NuMojo intends to capture a wide swath of numerics capability present in the Python packages NumPy, SciPy and Scikit.

NuMojo intends to try and get the most out of the capabilities of Mojo including vectorization, parallelization, and GPU acceleration(once available). Currently, NuMojo extends (most of) the standard library math functions to work on tensor inputs. NuMojo intends to try and get the most out of the capabilities of Mojo including vectorization, parallelization, and GPU acceleration(once available). Currently, NuMojo extends (most of) the standard library math functions to work on tensor inputs.

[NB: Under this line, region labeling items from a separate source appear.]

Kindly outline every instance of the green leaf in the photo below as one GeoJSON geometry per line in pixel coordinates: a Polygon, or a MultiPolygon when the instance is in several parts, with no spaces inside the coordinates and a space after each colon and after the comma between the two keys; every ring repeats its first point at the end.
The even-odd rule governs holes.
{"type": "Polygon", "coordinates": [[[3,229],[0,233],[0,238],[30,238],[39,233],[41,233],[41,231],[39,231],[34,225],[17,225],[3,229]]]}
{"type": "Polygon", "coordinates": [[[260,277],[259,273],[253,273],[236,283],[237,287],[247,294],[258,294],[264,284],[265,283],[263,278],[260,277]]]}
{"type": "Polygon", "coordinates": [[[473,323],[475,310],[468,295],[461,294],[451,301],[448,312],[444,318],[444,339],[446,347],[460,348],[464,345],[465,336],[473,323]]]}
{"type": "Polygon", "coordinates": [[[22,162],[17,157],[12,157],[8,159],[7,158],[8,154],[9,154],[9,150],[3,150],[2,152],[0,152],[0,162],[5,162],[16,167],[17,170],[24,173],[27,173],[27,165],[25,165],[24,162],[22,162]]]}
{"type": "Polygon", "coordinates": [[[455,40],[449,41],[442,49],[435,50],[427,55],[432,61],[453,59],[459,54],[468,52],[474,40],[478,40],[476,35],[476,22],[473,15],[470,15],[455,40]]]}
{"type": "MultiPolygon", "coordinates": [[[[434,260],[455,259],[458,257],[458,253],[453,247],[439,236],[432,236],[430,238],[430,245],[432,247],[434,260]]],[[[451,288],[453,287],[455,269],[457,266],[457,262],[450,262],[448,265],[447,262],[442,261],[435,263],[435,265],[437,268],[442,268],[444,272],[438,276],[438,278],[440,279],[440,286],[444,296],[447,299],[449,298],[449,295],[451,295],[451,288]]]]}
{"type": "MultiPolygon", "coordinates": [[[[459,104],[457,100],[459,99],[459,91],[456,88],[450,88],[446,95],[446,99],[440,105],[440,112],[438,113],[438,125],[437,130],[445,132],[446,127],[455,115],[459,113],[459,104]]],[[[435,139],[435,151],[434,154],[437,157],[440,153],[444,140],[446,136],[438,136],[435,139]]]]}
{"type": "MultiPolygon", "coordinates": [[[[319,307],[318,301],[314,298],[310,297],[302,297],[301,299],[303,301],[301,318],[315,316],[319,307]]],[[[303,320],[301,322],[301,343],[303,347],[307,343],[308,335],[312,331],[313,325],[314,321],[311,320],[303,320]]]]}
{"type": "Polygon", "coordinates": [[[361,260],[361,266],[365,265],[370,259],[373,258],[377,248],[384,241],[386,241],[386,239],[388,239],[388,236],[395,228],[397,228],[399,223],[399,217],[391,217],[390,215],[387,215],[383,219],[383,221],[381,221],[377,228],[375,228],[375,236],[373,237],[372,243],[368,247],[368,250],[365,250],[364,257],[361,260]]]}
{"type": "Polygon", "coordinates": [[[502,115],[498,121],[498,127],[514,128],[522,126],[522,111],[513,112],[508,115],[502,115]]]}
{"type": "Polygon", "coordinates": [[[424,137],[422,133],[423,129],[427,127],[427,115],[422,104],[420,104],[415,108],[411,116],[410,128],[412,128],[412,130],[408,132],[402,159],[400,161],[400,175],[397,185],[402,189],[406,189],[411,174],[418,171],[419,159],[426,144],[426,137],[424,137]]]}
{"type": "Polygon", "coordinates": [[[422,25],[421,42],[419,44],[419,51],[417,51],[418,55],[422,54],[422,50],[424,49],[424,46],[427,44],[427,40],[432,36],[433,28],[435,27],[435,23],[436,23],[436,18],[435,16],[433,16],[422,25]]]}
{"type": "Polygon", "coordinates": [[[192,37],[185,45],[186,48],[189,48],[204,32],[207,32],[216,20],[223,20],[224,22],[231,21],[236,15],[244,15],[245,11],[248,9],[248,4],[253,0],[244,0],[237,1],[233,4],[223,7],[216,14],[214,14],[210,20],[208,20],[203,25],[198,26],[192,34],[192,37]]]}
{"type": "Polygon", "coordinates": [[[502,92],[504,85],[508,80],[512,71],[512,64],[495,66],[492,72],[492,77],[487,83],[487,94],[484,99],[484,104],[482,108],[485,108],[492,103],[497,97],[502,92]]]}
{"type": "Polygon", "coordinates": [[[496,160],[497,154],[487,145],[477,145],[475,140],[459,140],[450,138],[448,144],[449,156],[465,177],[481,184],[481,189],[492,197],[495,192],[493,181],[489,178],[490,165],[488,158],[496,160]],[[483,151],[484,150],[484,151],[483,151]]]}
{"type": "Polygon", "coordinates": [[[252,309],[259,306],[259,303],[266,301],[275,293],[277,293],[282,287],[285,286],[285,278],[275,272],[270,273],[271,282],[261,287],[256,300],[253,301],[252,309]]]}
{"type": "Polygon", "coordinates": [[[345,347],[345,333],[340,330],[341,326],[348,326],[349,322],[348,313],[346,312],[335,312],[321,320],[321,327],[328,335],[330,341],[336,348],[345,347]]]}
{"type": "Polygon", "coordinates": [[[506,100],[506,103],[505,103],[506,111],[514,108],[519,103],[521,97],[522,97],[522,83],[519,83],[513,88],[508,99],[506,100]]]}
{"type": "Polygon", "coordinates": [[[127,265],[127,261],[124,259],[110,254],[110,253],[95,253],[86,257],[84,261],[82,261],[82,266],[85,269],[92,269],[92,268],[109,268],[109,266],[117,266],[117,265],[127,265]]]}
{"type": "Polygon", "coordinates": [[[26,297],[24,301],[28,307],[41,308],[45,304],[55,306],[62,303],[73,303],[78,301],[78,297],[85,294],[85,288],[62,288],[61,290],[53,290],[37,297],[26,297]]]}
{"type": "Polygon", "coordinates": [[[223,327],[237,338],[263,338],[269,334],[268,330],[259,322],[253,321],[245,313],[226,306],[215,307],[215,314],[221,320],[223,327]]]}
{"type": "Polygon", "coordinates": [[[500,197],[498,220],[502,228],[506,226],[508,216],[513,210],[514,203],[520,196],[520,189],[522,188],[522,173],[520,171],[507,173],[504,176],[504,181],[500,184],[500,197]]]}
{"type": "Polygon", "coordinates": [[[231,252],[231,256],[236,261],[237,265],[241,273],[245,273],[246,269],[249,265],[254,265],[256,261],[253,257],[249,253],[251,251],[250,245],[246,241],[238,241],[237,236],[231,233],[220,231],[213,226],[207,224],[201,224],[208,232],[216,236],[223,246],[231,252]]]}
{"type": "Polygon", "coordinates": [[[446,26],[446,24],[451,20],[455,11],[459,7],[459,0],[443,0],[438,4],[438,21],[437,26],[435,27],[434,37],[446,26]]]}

NuMojo intends to be a building block for other Mojo packages that need fast math under the hood without the added weight of a ML back and forward propagation system

What NuMojo is not

NuMojo is not a machine learning library, it will never include back-propagation in the base library.

Goals / Roadmap

For a detailed roadmap, please refer to the Roadmap.md file.

Our main goal is to implement a fast, comprehensive numerics library in Mojo. Following are some brief long-term goals,

Long term goals

  • Linear Algebra
    • Native n-dimensional array types
    • Vectorized, Parallelized math operations
    • Array manipulation - vstack, slicing, concat etc.
  • Calculus
    • Integration & Derivatives etc
  • Optimizers
  • Function approximators
  • Sorting

Usage

An example goes as follows.

import numojo as nm

fn main() raises:
    # Generate two 1000x1000 matrices with random float64 values
    var A = nm.NDArray[nm.f64](shape=List[Int](1000,1000), random=True)
    var B = nm.NDArray[nm.f64](1000,1000, random=True)

    # Print AB
    print(nm.linalg.matmul_parallelized(A, B))

Please find all the available functions here

How to install

There are two approach to install and use the Numojo package.

Build package

This approach invovles building a standalone package file mojopkg.

  1. Clone the repository.
  2. Build the package using mojo pacakge numojo
  3. Move the numojo.mojopkg into the directory containing the your code.

Inlcude NuMojo's path for compiler and LSP

This approach does not require buiding a package file. Instead, when you compile your code, you can include the path of NuMojo reporsitory with the following command:

mojo run -I "../NuMojo" example.mojo

This is more flexible as you are able to edit the NuMojo source files when testing your code.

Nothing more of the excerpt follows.